Mars One is a non-profit organisation that has publicised its plans for sending people to the red planet in batches of four to establish a permanent colony there.
Thus, the organisers asked for volunteers and by last year almost a quarter million people from 107 countries had applied of which about a thousand (including 62 Indians) were shortlisted for the uber-risky, seven-month-long one way trip.
Risky because the entirely untried enterprise absolutely seethes with unknown dangers and the vanguard crew could simply perish on the way itself. The planet too is utterly inhospitable to life with no breathable air or easily accessible water and totally lacking in vegetation or other potential food.

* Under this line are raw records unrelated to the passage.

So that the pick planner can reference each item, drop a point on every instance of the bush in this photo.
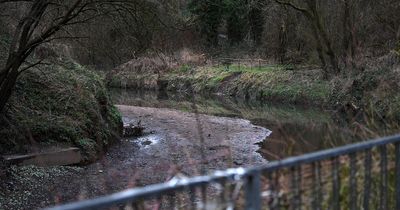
(62, 103)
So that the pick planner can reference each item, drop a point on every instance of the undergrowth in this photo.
(60, 104)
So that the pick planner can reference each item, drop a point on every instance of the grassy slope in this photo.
(60, 104)
(269, 83)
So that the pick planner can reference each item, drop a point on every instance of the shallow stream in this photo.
(295, 130)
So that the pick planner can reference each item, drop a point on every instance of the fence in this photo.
(327, 179)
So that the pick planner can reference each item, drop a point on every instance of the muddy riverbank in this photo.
(175, 143)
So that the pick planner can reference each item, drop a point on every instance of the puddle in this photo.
(147, 141)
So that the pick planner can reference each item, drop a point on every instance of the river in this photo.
(295, 129)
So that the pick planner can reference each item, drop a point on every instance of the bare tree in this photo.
(323, 43)
(41, 23)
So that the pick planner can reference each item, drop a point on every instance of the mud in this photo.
(175, 143)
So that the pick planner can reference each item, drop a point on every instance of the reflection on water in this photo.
(295, 130)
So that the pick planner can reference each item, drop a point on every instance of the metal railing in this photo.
(364, 175)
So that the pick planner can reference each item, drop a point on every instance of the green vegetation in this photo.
(265, 83)
(60, 104)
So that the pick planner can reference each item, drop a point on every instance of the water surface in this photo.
(295, 130)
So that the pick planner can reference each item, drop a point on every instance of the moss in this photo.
(64, 103)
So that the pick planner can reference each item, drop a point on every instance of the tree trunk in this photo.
(7, 85)
(349, 42)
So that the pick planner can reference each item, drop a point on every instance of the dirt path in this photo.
(171, 146)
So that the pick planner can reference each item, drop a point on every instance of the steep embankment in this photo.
(59, 105)
(265, 83)
(371, 90)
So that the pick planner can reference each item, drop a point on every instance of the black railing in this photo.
(365, 175)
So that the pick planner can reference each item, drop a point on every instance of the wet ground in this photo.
(175, 143)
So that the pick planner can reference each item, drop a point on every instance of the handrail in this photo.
(176, 185)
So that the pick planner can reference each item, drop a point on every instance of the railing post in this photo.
(397, 151)
(253, 191)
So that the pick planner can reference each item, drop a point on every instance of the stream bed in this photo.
(295, 130)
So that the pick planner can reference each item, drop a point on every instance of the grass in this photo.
(60, 104)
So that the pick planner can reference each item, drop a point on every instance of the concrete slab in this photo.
(61, 157)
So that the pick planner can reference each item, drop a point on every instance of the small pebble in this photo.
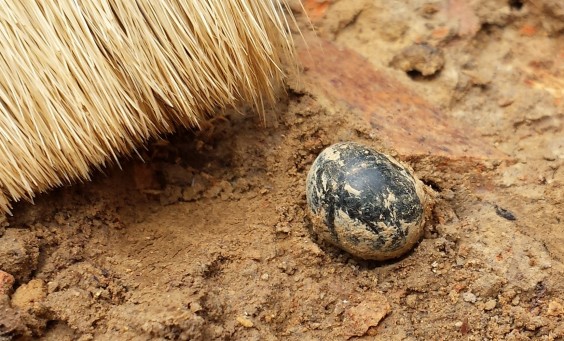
(469, 297)
(490, 305)
(6, 282)
(245, 322)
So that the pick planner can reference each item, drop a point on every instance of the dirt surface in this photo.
(209, 238)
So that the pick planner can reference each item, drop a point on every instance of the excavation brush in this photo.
(85, 82)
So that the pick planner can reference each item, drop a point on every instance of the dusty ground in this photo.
(210, 240)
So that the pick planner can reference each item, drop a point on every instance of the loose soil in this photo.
(209, 237)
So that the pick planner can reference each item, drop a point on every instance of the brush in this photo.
(83, 83)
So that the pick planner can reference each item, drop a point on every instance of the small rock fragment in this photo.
(245, 322)
(359, 319)
(490, 305)
(6, 282)
(555, 308)
(28, 294)
(469, 297)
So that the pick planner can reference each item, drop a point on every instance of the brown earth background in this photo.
(209, 239)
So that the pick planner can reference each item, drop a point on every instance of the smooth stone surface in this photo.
(365, 202)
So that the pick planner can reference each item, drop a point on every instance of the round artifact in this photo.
(365, 202)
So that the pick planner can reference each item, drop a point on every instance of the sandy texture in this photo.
(209, 238)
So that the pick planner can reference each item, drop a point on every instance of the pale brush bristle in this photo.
(82, 82)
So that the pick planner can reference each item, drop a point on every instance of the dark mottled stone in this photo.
(366, 202)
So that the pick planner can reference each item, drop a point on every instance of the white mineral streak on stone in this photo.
(352, 190)
(332, 154)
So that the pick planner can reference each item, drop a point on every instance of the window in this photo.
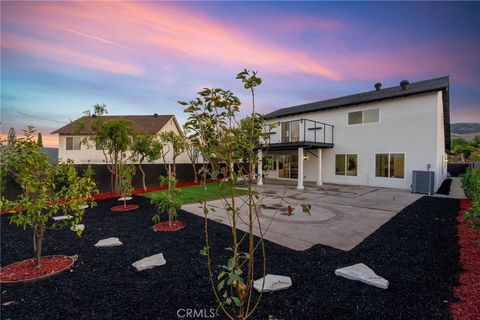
(269, 163)
(390, 165)
(372, 115)
(346, 164)
(355, 117)
(73, 143)
(364, 116)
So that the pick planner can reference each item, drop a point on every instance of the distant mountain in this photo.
(465, 128)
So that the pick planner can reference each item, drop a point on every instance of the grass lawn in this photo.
(195, 194)
(416, 250)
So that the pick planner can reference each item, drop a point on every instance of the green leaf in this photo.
(220, 285)
(237, 301)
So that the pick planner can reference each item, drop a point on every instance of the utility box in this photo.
(423, 182)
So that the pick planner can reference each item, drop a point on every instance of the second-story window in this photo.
(364, 116)
(346, 164)
(73, 143)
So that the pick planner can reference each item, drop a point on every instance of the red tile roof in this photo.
(150, 123)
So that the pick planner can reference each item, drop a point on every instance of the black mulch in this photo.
(445, 187)
(416, 251)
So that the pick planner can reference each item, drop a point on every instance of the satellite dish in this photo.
(11, 136)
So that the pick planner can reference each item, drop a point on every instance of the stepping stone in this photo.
(150, 262)
(361, 272)
(272, 283)
(109, 242)
(78, 227)
(58, 218)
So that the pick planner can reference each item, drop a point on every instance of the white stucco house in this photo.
(376, 138)
(70, 146)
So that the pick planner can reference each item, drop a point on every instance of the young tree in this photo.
(174, 144)
(192, 152)
(126, 172)
(146, 146)
(113, 135)
(169, 201)
(46, 189)
(40, 140)
(212, 118)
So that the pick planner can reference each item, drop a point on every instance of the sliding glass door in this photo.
(288, 167)
(290, 131)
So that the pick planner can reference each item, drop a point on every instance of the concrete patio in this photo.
(340, 216)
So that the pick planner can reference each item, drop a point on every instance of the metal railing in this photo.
(300, 130)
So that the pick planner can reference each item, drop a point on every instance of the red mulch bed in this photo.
(24, 271)
(165, 226)
(108, 195)
(468, 292)
(122, 208)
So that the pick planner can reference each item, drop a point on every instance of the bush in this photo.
(471, 185)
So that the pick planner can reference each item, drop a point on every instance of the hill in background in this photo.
(465, 128)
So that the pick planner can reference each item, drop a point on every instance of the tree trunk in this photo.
(143, 176)
(37, 244)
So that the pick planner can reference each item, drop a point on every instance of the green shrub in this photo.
(471, 185)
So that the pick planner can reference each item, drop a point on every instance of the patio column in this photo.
(319, 164)
(260, 168)
(300, 169)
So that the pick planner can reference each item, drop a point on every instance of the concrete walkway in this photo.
(456, 190)
(340, 216)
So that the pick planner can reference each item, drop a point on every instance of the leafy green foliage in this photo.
(169, 201)
(145, 146)
(226, 144)
(114, 135)
(46, 189)
(471, 185)
(466, 148)
(40, 140)
(126, 173)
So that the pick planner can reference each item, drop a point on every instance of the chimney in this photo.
(404, 84)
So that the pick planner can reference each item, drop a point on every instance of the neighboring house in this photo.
(52, 154)
(376, 138)
(70, 146)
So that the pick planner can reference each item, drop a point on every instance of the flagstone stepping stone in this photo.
(109, 242)
(78, 227)
(361, 272)
(150, 262)
(272, 283)
(58, 218)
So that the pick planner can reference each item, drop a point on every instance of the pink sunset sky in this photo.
(61, 58)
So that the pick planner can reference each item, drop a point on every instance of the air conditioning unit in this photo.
(423, 182)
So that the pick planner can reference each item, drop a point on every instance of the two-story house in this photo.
(376, 138)
(70, 144)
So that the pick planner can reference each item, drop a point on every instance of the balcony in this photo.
(304, 133)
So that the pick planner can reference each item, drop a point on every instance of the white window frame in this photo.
(389, 153)
(346, 167)
(363, 119)
(73, 143)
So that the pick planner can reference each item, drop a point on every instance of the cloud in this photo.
(164, 33)
(60, 53)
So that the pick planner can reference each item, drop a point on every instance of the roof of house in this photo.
(432, 85)
(141, 123)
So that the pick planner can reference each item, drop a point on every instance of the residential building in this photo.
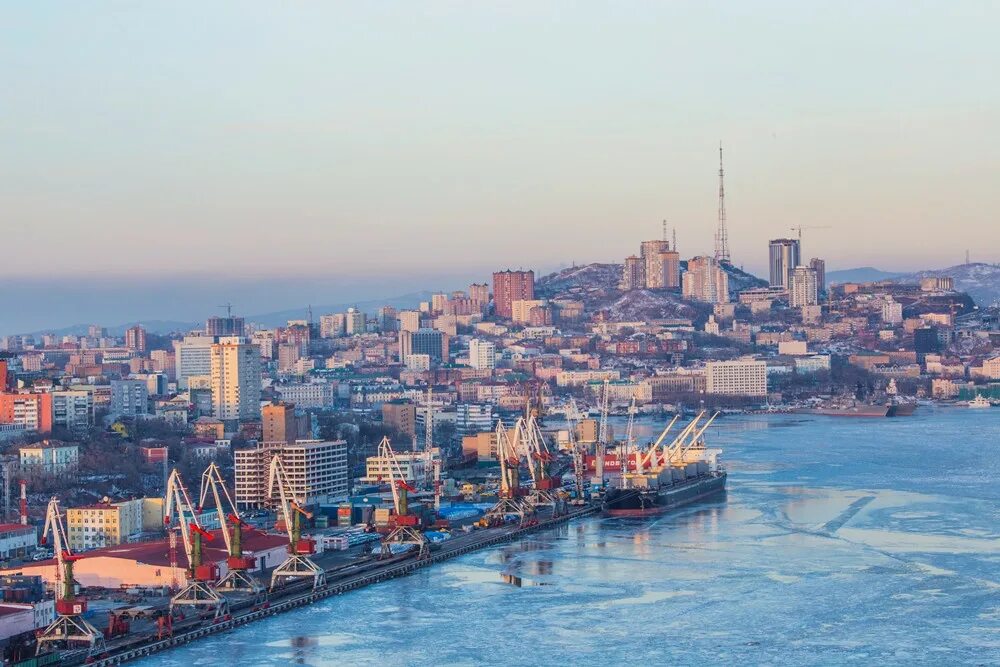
(316, 469)
(31, 411)
(135, 339)
(225, 326)
(73, 409)
(803, 289)
(738, 377)
(192, 358)
(510, 286)
(705, 280)
(129, 398)
(431, 342)
(784, 256)
(633, 273)
(235, 377)
(51, 456)
(482, 354)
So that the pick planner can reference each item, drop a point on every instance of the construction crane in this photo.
(510, 500)
(406, 532)
(298, 565)
(237, 578)
(69, 627)
(576, 450)
(198, 592)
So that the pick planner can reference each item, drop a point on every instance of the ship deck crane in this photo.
(69, 627)
(298, 565)
(237, 579)
(406, 531)
(198, 592)
(510, 501)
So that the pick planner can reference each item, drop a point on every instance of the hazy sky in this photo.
(345, 138)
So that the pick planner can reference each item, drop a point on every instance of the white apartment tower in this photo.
(235, 374)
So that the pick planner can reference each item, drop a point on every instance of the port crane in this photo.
(577, 451)
(511, 495)
(237, 579)
(198, 592)
(406, 531)
(298, 565)
(601, 447)
(69, 628)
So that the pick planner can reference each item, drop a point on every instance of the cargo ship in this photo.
(667, 476)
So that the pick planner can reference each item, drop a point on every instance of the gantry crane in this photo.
(298, 565)
(510, 499)
(198, 592)
(237, 579)
(405, 531)
(577, 451)
(69, 628)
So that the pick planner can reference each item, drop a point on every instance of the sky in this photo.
(211, 144)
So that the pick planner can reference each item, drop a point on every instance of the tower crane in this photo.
(406, 531)
(237, 579)
(510, 499)
(298, 565)
(200, 575)
(69, 627)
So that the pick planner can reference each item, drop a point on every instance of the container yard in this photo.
(200, 582)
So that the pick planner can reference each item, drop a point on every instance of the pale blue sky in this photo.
(260, 138)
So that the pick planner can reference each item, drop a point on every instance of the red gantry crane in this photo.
(69, 629)
(406, 531)
(511, 500)
(298, 565)
(198, 592)
(237, 579)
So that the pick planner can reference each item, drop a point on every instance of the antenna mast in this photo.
(722, 235)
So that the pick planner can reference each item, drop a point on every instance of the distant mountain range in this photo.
(979, 280)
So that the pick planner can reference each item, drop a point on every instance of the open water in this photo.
(839, 542)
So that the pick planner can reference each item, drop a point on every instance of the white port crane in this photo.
(69, 628)
(198, 592)
(298, 565)
(231, 524)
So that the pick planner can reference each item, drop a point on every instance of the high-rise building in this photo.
(633, 273)
(409, 320)
(278, 424)
(479, 293)
(738, 377)
(819, 266)
(802, 287)
(706, 281)
(192, 358)
(235, 377)
(224, 326)
(431, 342)
(355, 322)
(670, 261)
(400, 415)
(652, 257)
(33, 411)
(510, 286)
(784, 255)
(129, 398)
(332, 326)
(482, 354)
(135, 338)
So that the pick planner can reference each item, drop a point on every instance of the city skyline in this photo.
(279, 154)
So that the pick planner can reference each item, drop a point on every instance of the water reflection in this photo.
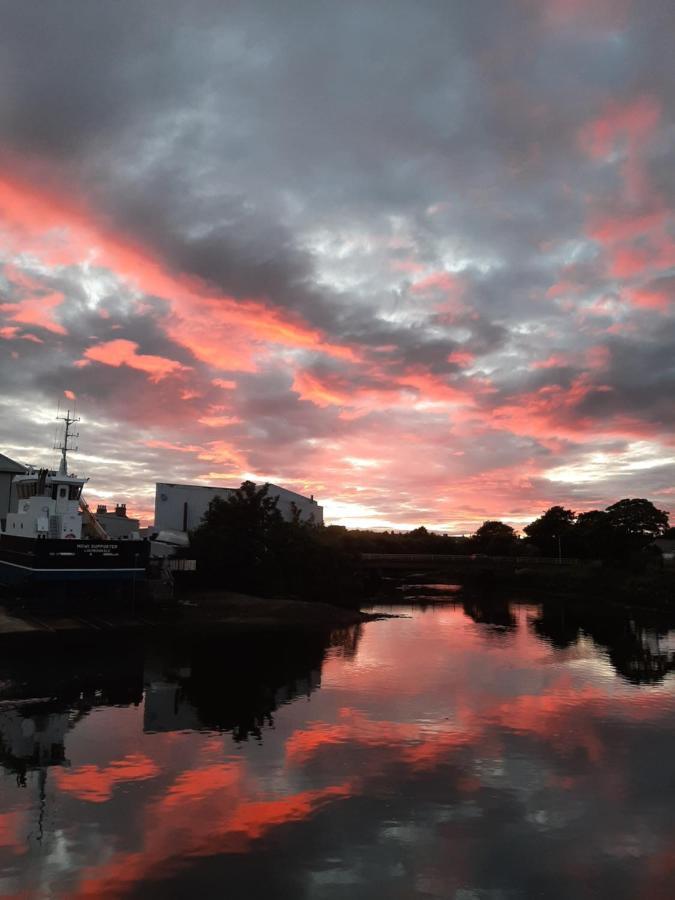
(475, 750)
(638, 648)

Besides, the place is constantly battered by lethal radiation while the temperature can drop to a marrow freezing -100 degrees Celsius.
Yet a selected thousand people are perfectly willing to undertake this obviously suicidal mission, forsaking family, friends and home forever to live on an unforgiving planet some 200 million kilometres away where even a completely treatable condition like appendicitis would result in certain death.
What kind of person does this?
In a sense such a person has to be a spiritual atheist of a wholly different kind who probably requires no pull of any earthly creed to keep tugging and tying him or her down. A person who perhaps believes that something greater is not up or out there but inside which ultimately has to be actualised or it would make no sense.
As one 70-year-old said in his application video: “To die on an alien planet — who could ask for more?” Who indeed.